Woman Member of Parliament Kaliro District
- Incumbent
- Assumed office 24 May 2021

Personal details
- Party: National Resistance Movement
- Occupation: Politician, Legislator

= Brenda Namukuta =

Ugandan politician

Brenda Namukuta is a Ugandan politician, legislator and women representative member of parliament for Kaliro District in the eleventh Parliament of Uganda. She is affiliated to the National Resistance Movement (NRM)

== Career ==
Namukuta was the National Resistance Movement (NRM) flag bearer for Kaliro District. She won the 2021 National elections and became the woman representative member of Parliament for Kaliro district. She sits on the parliamentary budget committee in the eleventh Parliament of Uganda Namukuta serves as the treasurer for the Uganda Women Parliamentary Association (UWOPA). She is treasurer of the Parliamentary Caucus of Busoga sub-region Members of the Parliament of Uganda.

== Other works ==
Namukuta was among the members of the parliamentary budget committee in the eleventh Parliament of Uganda who visited the FUFA headquarters to learn more about the activities FUFA and how the game of football is administered and governed in Uganda.
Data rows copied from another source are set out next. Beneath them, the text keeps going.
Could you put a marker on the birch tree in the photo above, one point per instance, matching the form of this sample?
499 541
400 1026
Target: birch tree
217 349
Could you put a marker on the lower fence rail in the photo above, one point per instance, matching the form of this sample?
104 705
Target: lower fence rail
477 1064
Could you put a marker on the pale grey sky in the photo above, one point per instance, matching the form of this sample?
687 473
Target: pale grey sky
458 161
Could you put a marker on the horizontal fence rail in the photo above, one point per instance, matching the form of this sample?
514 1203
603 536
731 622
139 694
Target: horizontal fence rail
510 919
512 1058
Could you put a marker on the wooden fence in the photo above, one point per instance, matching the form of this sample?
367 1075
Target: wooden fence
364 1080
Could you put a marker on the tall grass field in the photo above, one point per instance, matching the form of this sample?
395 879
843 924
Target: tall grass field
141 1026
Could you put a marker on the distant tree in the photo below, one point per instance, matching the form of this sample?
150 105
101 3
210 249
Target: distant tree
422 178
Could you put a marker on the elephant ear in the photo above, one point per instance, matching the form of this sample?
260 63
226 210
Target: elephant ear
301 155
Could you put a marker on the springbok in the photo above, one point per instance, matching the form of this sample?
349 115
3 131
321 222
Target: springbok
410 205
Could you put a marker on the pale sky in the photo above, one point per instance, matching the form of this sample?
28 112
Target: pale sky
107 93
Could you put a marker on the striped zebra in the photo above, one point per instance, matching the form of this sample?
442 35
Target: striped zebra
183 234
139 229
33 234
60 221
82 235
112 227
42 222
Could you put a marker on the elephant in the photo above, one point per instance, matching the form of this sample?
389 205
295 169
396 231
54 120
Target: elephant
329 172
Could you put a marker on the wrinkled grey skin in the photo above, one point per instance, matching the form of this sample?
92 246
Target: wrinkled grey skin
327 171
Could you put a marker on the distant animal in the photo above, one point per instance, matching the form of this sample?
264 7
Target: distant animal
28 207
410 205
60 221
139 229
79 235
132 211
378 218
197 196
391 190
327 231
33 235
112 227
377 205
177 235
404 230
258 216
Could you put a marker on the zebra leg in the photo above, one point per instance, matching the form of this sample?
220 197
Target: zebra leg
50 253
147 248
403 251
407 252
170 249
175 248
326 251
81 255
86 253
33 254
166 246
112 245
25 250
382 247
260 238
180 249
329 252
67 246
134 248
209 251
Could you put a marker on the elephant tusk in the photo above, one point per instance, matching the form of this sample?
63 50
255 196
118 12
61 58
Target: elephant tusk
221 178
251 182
Namukuta was among the members of parliament from the Busoga region who discussed on the status of roads with in Busoga Sub-region with the Uganda National Roads Authority (UNRA) team which was led by Executive Director Allen Kagina.

== Controversy ==
Namukuta was not among the NRM members of parliament who allegedly received appreciation money of five million Ugandan shillings for voting Anita Among and Thomas Tayebwa during the 2022 speakership race where Anita Among won the election after the death of Jacob Oulanyah. Cissy Namujju a district woman member of parliament for Lwengo District confirmed that she was among those NRM members of parliament who received the money.